クラッシュ

●クラッシュ 3/10 TOHOシネマズ二条スクリーン5
★★★
→見た日は大傑作だとは思ったが日が過ぎるに従って、印象がどんどん薄れてきた映画。群像劇は嫌いじゃないし、主演を作らずにロサンゼルスという街を主役にこの街を描く書き割りのように登場人物を使った工夫は面白い。白人、黒人、ヒスパニック、中近東、アジア系と様々な登場人物を出すことで、アメリカの街という多民族国家性を描き、しかし、彼らはその一つの街に住みながらもクラッシュ(交通事故)でもない限り、交わりあうことがない。会う事がまずイレギュラーなのである。そうしたポール・ハギスの意図はよく理解できるし、よく描けていると思う。

 しかし。
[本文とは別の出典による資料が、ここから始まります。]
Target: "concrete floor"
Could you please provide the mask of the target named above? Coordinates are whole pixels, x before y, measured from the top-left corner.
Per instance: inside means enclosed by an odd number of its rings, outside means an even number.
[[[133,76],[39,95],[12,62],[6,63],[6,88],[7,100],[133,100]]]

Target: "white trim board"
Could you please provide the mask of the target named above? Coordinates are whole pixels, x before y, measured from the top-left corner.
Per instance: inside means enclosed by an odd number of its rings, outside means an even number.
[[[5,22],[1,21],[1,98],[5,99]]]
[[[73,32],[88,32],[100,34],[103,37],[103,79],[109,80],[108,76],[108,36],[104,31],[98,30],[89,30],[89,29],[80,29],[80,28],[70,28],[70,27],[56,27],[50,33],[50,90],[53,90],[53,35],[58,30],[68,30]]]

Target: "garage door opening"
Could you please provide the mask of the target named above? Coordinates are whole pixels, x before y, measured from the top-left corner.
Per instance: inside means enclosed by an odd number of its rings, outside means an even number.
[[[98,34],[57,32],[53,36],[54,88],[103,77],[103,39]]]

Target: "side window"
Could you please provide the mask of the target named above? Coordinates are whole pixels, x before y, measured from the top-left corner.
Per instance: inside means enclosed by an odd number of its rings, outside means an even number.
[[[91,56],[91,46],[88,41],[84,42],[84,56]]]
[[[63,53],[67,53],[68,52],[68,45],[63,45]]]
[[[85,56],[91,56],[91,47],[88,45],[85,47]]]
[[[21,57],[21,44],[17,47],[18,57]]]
。このもどかしさは何なのか。後半になるとテンポはガタッと落ちてしまい、ヤケクソのような、とってつけたようなドラマが続く。id:kurobakuさんも指摘されておられたが、伏線も何もなくて突然そんなこと言われても。。という感じで戸惑ってしまう。個々のエピソードは悪くないんだが、まとめ方が下手糞なんである。
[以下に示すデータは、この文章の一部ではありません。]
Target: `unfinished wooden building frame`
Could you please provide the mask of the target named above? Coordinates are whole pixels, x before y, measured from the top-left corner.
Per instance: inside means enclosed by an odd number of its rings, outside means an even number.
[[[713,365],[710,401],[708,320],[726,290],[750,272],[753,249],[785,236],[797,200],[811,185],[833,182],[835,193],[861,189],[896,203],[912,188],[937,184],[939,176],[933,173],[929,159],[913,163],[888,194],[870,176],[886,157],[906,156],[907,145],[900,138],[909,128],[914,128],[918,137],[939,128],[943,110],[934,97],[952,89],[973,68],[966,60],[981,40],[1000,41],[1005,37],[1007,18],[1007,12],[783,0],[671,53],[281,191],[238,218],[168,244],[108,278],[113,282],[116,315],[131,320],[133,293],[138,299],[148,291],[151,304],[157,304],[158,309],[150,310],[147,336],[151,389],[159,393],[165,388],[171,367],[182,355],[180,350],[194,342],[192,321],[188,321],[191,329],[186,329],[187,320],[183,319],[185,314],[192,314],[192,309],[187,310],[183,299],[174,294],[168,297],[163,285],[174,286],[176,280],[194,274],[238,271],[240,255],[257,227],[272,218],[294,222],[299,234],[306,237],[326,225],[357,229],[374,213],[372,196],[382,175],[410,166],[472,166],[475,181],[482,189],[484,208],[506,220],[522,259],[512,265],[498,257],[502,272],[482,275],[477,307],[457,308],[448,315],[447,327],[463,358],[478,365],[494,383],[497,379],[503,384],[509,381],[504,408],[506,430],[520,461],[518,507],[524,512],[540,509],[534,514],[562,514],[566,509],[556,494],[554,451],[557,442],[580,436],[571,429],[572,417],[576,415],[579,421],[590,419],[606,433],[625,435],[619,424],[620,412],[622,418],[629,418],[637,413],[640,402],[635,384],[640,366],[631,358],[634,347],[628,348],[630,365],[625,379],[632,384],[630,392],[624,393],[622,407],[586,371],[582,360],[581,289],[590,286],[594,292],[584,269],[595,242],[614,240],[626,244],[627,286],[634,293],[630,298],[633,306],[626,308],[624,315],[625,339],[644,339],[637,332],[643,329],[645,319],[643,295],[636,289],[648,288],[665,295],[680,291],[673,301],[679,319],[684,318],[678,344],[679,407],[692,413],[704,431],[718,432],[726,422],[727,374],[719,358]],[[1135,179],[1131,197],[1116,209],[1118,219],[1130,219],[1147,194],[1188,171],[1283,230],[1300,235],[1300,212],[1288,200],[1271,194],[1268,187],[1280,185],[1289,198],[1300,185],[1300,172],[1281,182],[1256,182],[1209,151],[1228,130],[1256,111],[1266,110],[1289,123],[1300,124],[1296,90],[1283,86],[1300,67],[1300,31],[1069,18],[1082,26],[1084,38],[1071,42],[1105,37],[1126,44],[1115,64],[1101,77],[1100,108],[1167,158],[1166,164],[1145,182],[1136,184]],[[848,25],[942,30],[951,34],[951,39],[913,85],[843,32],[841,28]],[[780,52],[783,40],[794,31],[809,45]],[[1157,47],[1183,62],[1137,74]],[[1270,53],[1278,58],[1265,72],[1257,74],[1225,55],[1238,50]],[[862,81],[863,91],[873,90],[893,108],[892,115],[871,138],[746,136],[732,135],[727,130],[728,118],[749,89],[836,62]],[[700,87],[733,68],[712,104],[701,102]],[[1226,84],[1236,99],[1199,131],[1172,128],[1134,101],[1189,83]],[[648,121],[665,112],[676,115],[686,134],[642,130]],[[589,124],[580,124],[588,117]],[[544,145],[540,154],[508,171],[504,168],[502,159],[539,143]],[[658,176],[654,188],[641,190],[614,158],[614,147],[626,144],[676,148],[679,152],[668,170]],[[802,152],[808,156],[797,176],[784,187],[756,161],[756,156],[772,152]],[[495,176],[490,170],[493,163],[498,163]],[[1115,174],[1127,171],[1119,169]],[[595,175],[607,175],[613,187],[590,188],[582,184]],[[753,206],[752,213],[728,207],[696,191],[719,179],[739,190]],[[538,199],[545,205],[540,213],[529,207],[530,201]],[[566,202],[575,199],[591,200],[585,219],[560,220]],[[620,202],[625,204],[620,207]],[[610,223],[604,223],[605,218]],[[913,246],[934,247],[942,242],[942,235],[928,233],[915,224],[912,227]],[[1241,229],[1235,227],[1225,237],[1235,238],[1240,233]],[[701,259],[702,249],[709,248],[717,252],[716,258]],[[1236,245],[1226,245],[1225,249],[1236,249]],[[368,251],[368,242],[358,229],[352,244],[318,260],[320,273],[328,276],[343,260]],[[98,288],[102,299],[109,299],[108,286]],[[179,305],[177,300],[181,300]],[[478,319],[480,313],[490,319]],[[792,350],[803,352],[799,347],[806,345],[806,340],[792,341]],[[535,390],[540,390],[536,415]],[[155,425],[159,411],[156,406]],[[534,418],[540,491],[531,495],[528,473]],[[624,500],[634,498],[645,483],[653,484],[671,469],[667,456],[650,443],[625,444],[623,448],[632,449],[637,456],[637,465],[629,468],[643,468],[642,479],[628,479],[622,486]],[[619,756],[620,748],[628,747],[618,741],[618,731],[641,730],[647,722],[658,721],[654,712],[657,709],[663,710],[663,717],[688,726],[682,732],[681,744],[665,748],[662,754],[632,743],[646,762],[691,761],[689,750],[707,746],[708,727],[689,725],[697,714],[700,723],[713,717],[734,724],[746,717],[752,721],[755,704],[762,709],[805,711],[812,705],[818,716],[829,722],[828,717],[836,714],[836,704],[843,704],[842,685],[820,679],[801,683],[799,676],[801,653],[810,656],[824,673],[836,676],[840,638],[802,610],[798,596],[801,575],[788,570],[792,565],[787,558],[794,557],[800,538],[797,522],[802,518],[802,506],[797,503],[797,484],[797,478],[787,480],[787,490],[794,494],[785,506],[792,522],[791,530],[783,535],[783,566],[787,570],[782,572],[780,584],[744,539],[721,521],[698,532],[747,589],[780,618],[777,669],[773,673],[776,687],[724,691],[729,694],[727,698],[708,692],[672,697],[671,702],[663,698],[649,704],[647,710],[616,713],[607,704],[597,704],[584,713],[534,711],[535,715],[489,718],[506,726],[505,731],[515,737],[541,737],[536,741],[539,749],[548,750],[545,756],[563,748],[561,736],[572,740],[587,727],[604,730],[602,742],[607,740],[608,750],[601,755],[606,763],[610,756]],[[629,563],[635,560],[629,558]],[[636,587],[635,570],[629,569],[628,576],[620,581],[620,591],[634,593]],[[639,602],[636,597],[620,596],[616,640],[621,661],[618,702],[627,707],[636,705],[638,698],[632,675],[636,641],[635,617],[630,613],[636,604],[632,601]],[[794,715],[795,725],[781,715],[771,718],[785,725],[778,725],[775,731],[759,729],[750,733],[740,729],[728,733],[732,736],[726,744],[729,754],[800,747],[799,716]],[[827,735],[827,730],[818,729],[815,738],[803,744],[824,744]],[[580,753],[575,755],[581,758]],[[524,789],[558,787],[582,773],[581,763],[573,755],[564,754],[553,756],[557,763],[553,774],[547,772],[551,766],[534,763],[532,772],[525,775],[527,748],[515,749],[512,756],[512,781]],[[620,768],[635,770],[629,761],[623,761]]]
 群像劇の面白さはキャストにかかっている。2、3年映画を見た人ならばどっかで見たことあるなあと思うキャストがいっぱい出ている。ブレンダン・フレーザー、サンドラ・ブロックはもちろんだが、マット・ディロンドン・チードル、「フォー・ブラザーズ/狼たちの誓い」の好演もよかったテレンス・ハワードリース・ウィザースプーンヒモライアン・フィリップと味わい深い脇役が出ているのも見逃せん。マット・ディロン、よかったなあ。彼をはじめて見たのは「ビューティフル・ガールズ」(邦題はクソだ)であった。「メリーに首ったけ」以来の久々の当たり役。なぜ彼が激しく黒人を批判するのか。その理由がこの映画で描かれている人種同士の対立が簡単な構図でないことを描き出す。圧倒的な存在感でした。マット・ディロンに指入れられるタンディ・ニュートンって「M:I-2」のヒロインだったのね。随分老けましたね。

 皆様、ご存知のように本作はアカデミー作品賞を受賞。アカデミー賞の前にはシネコンでひっそりと公開されていましたが、受賞後には公開規模が広がりました。私も受賞後に行きましたが、結構入ってました。アカデミー賞ってやっぱ権威あるんですね。。ただ、歴史に残るのは作品賞撮っていない映画だったりするんですが。。